College graduates in Beijing will leave campus roughly a month earlier than the usual time this summer due to the Olympics which is scheduled to start on Aug. 8 in the city.
Beijing municipal education authorities required all colleges located in Beijing to have their graduates leave campus at least one month earlier than they are usually asked to do.
Therefore, career service offices in local colleges sped up their paces in job counseling for would-be graduates. The majority of graduating students might find jobs before the end of April.
As usual, graduating students from prestigious schools are more competitive in the job market.
Qi Jinli, director of the career service office at Qinghua University, said 2,000 domestic and foreign employers provide more than 25,000 vacancies for the 3,800 graduating Qinghua students. Among those students, about 1,400 have found jobs. Qinghua is best-known for churning out high-quality engineers and technologists.

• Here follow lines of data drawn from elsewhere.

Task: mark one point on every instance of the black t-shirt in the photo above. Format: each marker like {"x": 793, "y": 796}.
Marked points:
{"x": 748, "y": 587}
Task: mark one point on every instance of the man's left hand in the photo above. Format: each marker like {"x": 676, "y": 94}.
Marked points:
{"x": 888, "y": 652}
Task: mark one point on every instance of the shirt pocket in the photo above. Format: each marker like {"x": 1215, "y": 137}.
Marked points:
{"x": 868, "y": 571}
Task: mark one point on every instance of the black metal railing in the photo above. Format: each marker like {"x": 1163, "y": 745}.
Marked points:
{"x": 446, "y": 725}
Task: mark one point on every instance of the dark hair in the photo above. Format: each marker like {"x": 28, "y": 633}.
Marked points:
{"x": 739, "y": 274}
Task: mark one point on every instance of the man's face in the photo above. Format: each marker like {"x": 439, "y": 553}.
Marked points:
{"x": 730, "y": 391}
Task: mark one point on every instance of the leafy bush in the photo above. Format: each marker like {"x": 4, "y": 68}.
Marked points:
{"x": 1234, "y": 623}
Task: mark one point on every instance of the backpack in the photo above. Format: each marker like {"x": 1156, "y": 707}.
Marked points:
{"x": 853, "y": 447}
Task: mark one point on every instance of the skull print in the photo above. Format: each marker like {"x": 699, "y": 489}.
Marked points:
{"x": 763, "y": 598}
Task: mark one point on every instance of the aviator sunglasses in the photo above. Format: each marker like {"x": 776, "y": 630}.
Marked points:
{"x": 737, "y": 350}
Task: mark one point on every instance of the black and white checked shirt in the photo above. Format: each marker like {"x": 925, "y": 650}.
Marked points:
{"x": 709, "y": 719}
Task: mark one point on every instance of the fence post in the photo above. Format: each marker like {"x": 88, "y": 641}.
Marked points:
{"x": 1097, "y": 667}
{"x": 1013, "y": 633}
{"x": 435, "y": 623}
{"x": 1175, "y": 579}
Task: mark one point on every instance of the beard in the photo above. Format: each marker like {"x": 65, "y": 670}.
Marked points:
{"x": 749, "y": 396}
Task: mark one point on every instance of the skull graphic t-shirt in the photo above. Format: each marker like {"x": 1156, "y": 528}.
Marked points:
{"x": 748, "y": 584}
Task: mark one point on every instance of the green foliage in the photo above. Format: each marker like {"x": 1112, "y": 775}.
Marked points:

Beijing is among the Chinese cities harboring most universities. Statistics from the Ministry of Education said the number of college students graduating in summer 2008 will reach a record high of 5.59 million, 640,000 more than that in 2007. Some of the graduating students will continue their academic pursuit in graduate schools, but the majority chunk of the college graduates will enter the job market.
The Ministry of Labor and Social Security said the urban unemployment rate in the past five years were lower than 4.3 percent. The government, however, sets the target of unemployment rate a little higher in 2008 to 4.5 percent.